We tried to visit Harry and Liz last summer, but Liz developed cancer of the pancreas and very sadly died only a few months later. Harry has still been keen for us to visit and offered the use of their gite, an extension to the house which is designed to be wheelchair accessible. It seemed a perfect way to fill the time when we had no crew. So last Saturday we set off, and by hanging on to Kalessin's guardrails Sam somehow managed to walk as far as the wheelchair. It's only 350km (215 miles) to Abzac but although there's dual carriageway and then autoroute as far as Poitiers, it's then relatively slow D-roads, so it took us well over four hours with a couple of stops.
|View from the guest patio|
We were expecting to be enlivening Harry's solo existence, but in fact he has got together with a lady called Janet, his former next door neighbour and a good friend to both Harry and Liz. Harry says at his age he really doesn't want to waste time, so they expect to get married by the end of this year.

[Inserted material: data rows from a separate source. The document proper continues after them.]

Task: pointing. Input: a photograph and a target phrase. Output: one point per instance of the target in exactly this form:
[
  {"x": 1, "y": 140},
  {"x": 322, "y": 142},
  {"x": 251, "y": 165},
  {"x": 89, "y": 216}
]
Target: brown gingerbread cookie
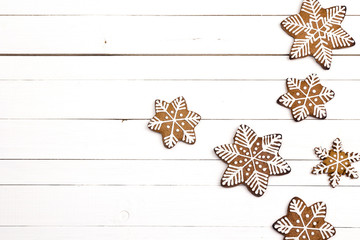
[
  {"x": 317, "y": 31},
  {"x": 306, "y": 97},
  {"x": 305, "y": 223},
  {"x": 174, "y": 121},
  {"x": 252, "y": 160},
  {"x": 336, "y": 162}
]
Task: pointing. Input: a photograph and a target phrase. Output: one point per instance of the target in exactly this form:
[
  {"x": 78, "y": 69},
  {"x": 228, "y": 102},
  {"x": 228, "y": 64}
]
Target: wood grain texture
[
  {"x": 78, "y": 82},
  {"x": 149, "y": 233},
  {"x": 104, "y": 139},
  {"x": 164, "y": 206},
  {"x": 164, "y": 172},
  {"x": 188, "y": 68},
  {"x": 162, "y": 35},
  {"x": 87, "y": 99},
  {"x": 161, "y": 7}
]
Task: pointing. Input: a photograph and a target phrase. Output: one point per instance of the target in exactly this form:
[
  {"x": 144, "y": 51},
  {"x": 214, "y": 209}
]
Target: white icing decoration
[
  {"x": 302, "y": 111},
  {"x": 256, "y": 180},
  {"x": 321, "y": 32},
  {"x": 191, "y": 118},
  {"x": 304, "y": 228},
  {"x": 336, "y": 161}
]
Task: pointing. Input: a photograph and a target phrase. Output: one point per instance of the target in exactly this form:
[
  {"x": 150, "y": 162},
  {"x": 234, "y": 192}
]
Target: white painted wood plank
[
  {"x": 116, "y": 99},
  {"x": 150, "y": 233},
  {"x": 133, "y": 140},
  {"x": 167, "y": 206},
  {"x": 159, "y": 67},
  {"x": 140, "y": 7},
  {"x": 145, "y": 172},
  {"x": 152, "y": 35}
]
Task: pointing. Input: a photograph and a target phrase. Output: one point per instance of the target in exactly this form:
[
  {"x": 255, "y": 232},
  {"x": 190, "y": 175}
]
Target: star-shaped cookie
[
  {"x": 303, "y": 222},
  {"x": 251, "y": 160},
  {"x": 174, "y": 121},
  {"x": 336, "y": 162},
  {"x": 306, "y": 97},
  {"x": 317, "y": 31}
]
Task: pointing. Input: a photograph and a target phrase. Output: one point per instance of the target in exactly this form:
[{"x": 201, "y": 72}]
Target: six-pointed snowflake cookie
[
  {"x": 336, "y": 162},
  {"x": 174, "y": 121},
  {"x": 303, "y": 222},
  {"x": 251, "y": 160},
  {"x": 317, "y": 31},
  {"x": 306, "y": 97}
]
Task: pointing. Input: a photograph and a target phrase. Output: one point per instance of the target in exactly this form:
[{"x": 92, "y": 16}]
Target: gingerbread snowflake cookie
[
  {"x": 336, "y": 162},
  {"x": 317, "y": 31},
  {"x": 306, "y": 97},
  {"x": 251, "y": 160},
  {"x": 174, "y": 121},
  {"x": 303, "y": 222}
]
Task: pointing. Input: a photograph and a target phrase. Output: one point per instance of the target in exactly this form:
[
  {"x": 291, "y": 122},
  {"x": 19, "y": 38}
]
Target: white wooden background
[{"x": 78, "y": 80}]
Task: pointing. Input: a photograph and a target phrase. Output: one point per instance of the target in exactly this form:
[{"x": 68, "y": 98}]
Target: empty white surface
[{"x": 77, "y": 160}]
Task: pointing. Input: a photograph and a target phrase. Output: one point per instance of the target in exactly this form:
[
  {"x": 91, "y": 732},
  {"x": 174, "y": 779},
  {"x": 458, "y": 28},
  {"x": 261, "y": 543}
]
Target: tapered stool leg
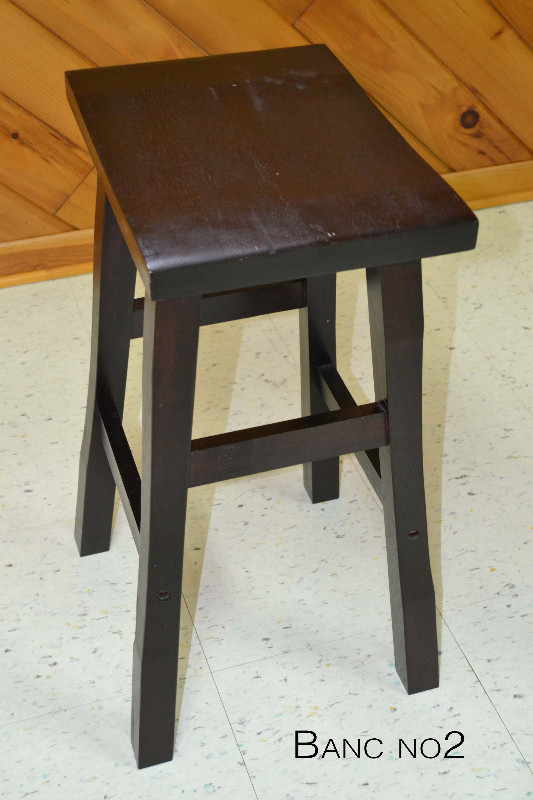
[
  {"x": 318, "y": 348},
  {"x": 113, "y": 294},
  {"x": 169, "y": 369},
  {"x": 397, "y": 326}
]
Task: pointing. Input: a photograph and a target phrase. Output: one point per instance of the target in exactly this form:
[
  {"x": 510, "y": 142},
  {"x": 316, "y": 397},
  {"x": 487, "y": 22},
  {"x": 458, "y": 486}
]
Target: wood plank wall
[{"x": 455, "y": 77}]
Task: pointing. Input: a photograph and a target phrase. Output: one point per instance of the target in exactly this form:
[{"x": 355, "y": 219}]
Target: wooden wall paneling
[
  {"x": 493, "y": 186},
  {"x": 33, "y": 62},
  {"x": 223, "y": 26},
  {"x": 395, "y": 68},
  {"x": 290, "y": 9},
  {"x": 50, "y": 256},
  {"x": 482, "y": 50},
  {"x": 415, "y": 143},
  {"x": 36, "y": 161},
  {"x": 78, "y": 210},
  {"x": 110, "y": 32},
  {"x": 520, "y": 14},
  {"x": 20, "y": 218}
]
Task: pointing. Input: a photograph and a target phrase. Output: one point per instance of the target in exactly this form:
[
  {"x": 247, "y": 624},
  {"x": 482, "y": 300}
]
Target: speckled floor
[{"x": 285, "y": 608}]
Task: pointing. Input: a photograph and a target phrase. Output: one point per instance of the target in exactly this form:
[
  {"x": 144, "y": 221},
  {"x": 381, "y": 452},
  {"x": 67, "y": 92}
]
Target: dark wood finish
[
  {"x": 283, "y": 444},
  {"x": 169, "y": 372},
  {"x": 113, "y": 291},
  {"x": 237, "y": 304},
  {"x": 240, "y": 194},
  {"x": 337, "y": 395},
  {"x": 318, "y": 346},
  {"x": 397, "y": 327},
  {"x": 122, "y": 464},
  {"x": 226, "y": 175}
]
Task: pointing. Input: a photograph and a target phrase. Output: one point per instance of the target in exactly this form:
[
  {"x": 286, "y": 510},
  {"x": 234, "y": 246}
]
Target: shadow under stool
[{"x": 240, "y": 185}]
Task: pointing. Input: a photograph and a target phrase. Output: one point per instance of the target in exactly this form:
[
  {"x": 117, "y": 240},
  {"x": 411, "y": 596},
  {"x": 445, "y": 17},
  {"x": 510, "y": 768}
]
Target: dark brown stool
[{"x": 240, "y": 185}]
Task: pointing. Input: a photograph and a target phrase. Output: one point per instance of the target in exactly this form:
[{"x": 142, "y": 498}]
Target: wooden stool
[{"x": 240, "y": 185}]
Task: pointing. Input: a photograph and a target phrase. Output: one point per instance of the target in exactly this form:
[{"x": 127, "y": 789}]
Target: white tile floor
[{"x": 289, "y": 600}]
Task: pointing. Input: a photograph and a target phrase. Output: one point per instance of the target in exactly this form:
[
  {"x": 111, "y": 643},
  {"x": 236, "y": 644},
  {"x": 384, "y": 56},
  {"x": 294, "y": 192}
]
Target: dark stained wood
[
  {"x": 237, "y": 304},
  {"x": 397, "y": 328},
  {"x": 122, "y": 464},
  {"x": 241, "y": 194},
  {"x": 337, "y": 395},
  {"x": 227, "y": 175},
  {"x": 169, "y": 372},
  {"x": 318, "y": 346},
  {"x": 113, "y": 291},
  {"x": 283, "y": 444}
]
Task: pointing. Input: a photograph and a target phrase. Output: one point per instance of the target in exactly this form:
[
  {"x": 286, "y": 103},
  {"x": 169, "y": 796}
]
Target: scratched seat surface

Huzzah! Both of them were incredibly welcoming, especially given that Harry and Sam only really knew each other quite well for a couple of months in the area at the entrance of the Rhone in 2008.
|The abbey church at Saint-Savin is a Unesco world heritage site. Construction started about 1050|
In all the time we were in Abzac, Sam appeared to have reverted to the sort of state he was in six months after his stroke. He seemed completely unable to lift his weak (right) leg unless hanging on to a stout piece of furniture. Even transfers between the wheelchair and bed or loo were a bit fraught. It made me realise that most of the time I am lucky that Sam is able to do so much for himself. It's always more difficult in an unfamiliar environment, but even so he seemed to have lost not only confidence but also the ability to move his leg. It wasn't as simple as that though, because when lying on his back he could lift the right leg very well. All very baffling and discouraging, and I spent the last night before our return to the boat worrying about how the hell I was going to get him on board, or whether we should give up and return to the UK. It seemed pointless seeing a doctor because unless he sees someone who knows what he is normally capable of, they wouldn't notice anything untoward for a stroke survivor. I tried emailing our physio for advice, but sadly got no response.
The journey back north started warm and got hotter and hotter. By the time we reached Arzal and I went on board the boat, about 5pm, it was 35º down below. In spite of all that Sam seemed better, and we took the opportunity to use the very good disabled facilities on the Camoël side and give Sam a shower. Then it was time for the moment of truth. I had the spinnaker halyard rigged to lift him from the wheelchair to the side deck if required, but somehow he managed to walk part of the way down the finger pontoon with the stick, hang on to our neighbouring boat (occupied by a Frenchman & his mates who seem to use it as a boys' club) for the last few steps, get lifted into the cockpit by me using the main halyard and new harness without problems, and later get lifted below with no more problems than Sam snarling at me when his foot got in the wrong place. (His fault).